ああ、ついにポールデンウイークも最終日となってしまった。。

まだ開場時間前なので人人人の波だ。当日券を求める列も長い。

サウンドチェックが遅れているようで入場までかかりそうだ。小腹でも満たすかな。



さて入場。本日の席は1階だけどほとんど外野席。柱で視界が遮られるしピアノ曲は全く見えない。コレハゆっくり音楽を楽しめと言うことダナ‥

DJが18時15分から始まったので19時スタートかな。

はじまた




ハーデナィつ


アイブがったフィーリン!


レディマドンナの大歓声!
パパパパーパパパパー


バーンオーンザラーンバーンオーンザラン!


ヘイジュードの大合唱サイリウムと一緒に!



アンコールはゲットバックーー‼︎

最後のゴールデンスランバー‥涙

21時35分終了〜


と言うわけで武道館を始め4回にわたるポールの東京コンサートは終わった。余韻に浸るため、下赤塚に今月新しくオープンしたホルモン居酒屋で喉を潤している。

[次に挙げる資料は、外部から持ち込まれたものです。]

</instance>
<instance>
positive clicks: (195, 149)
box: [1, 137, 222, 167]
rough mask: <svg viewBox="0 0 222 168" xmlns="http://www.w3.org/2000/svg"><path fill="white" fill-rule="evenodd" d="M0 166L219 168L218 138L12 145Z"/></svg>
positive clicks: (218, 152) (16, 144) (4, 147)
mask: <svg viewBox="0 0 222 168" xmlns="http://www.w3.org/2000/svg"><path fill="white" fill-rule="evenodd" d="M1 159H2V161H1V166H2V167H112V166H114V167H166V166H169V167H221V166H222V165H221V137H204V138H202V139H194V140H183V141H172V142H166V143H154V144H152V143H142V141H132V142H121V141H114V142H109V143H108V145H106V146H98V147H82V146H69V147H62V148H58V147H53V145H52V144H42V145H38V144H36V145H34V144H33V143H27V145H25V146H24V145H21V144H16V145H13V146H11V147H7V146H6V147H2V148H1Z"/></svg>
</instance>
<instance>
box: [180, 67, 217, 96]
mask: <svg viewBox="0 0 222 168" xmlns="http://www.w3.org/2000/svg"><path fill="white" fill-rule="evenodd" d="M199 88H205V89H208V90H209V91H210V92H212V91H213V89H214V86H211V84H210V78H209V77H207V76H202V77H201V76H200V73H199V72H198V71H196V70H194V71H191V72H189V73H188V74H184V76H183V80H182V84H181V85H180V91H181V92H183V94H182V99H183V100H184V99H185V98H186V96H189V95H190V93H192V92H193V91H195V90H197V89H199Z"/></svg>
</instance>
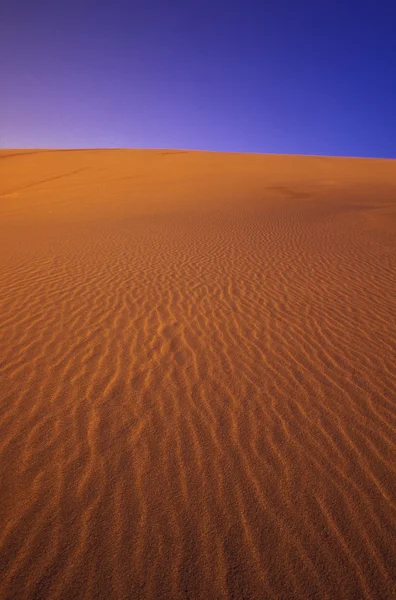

昔書いたかもしれないが、多分ビートルズ初来日で世間が騒がしかったので覚えたのだろうが、髪の長いあんちゃんを見ると、あっビートルズだ!と指差していた自分を覚えている。

しっかりとした記憶では、小学生のころ、兄貴がいるおませな同級生が、リリースされたばかりのレットイットビーアルバムを教室に持ち込んで自慢げに見せびらかしていたことを覚えている。

ビートルズを本格的に聴き始めたのは20代の半ばからだったけど、高校の頃はポールの曲ばかり聴き、学生時代、ジョンの射殺はショックだった。あの時は長嶋監督の電撃解任と王選手の引退と重なってたっけ。

いずれも昭和の頃の話か‥

そんなサーポールマッカートニーももうすぐ75歳、間違いなく世界の音楽史上に残るレジェンドだ。そのレジェンドの人生の4日間・10時間を共用できたのは本当に誇らしいことだ。